I don't want to say that Kirth Gersen has fallen into a groove - or that the novels about him have - but there are similarities to all of his pursuits of Demon Princes to this point. His targets are all monomaniacs, not just criminals and ganglords but obsessives about specific things, cruel and mercurial in their temperaments and demanding that things be done their way all the time. They also all hide as other people, concealing their true identities behind masks when traveling through the civilized galaxy, only revealing themselves fully in their lawless homes of the Beyond.
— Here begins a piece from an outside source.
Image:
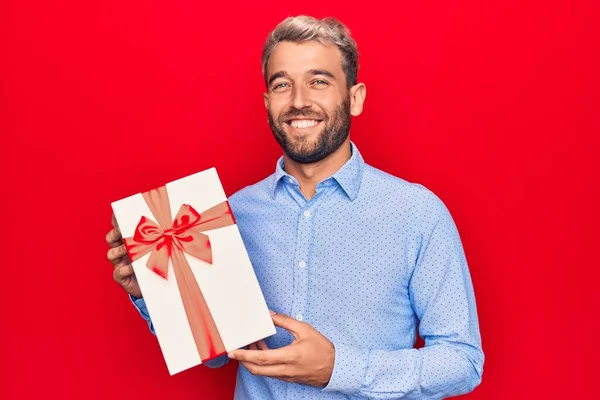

Also common in multiple books: Gersen tracks them, one by one, partially by using the fortune he made in the second book, The Killing Machine. He worries both that he's losing the edge that gives him a chance to find and kill these monsters, and that he's forever unable to have a normal human life because of that edge. He meets women he's attracted to - in this book, as in the last two - which brings that contrast more strongly to his attention. He wants to find love, to live like a normal person...but he can't let himself do that.

Not while any of the Demon Princes still live. He was made into a weapon by his grandfather, and that weapon needs to be used fully before it can be put away.

The Face is the fourth of the novels: it followed The Star King, The Killing Machine, and The Palace of Love. The novel itself takes place what we think is soon after the previous books: it's never quite clear how much time is passing in this series, but it's not very long: maybe a few years, beginning to end. But the book came twelve years after its predecessor - readers in the real world at the time might have wondered if Vance would ever come back to the Demon Princes and finish the series.

(He did, obviously. My memory is that personally I only started reading Vance around the time of the last book, in 1981, so for my entire relevant reading life, the Demon Princes was a series complete.)

The fourth Demon Prince is Lens Larque, a sadist fond of tricks and schemes, a man from the cruel mostly-desert world Dar Sai and whose way of viewing the world - Vance does not emphasize this, but makes it clear as the novel goes on - is that of his people, only in exaggerated, hair-trigger form, just like them only more so.

Gersen spends the novel tracking the purpose and history of a now-worthless mining company that Larque controls through intermediaries, as always looking for a way to find the man he's chasing, to get close enough to kill his target. Along the way, he spends time on Dar Sai, gaining control of that mining company and learning more about the Darsh people, and then on Dar Sai's sister planet Methel, a richer, more comfortable world that hates and is hated by the Darsh in the way of neighboring nations everywhere.

Of course, Gersen does find Larque, and does kill him. That's the plot of the series. But the hunt is the point - both how Gersen has to figure out the aim of that seemingly useless mining company, how he gathers the supposedly worthless shares of that company to take it over, and all the things he learns about Larque and the Darsh along the way.

And now there is only one left: just one Demon Prince, the leader and organizer of them all. And Vance would get to his story much more quickly than he did to The Face, just a couple of years later. 

(Consumer Note: I linked The Face to the current standalone edition, a hardcover published by the Vance-family-controlled Spatterlight Press. That's certainly a solid choice, but the book is also available in a cheaper omnibus edition, The Demon Princes, Vol. 2, which is how I read it.)

1 comment:

Anonymous said...

IMHO this book has the best ending of any sf novel.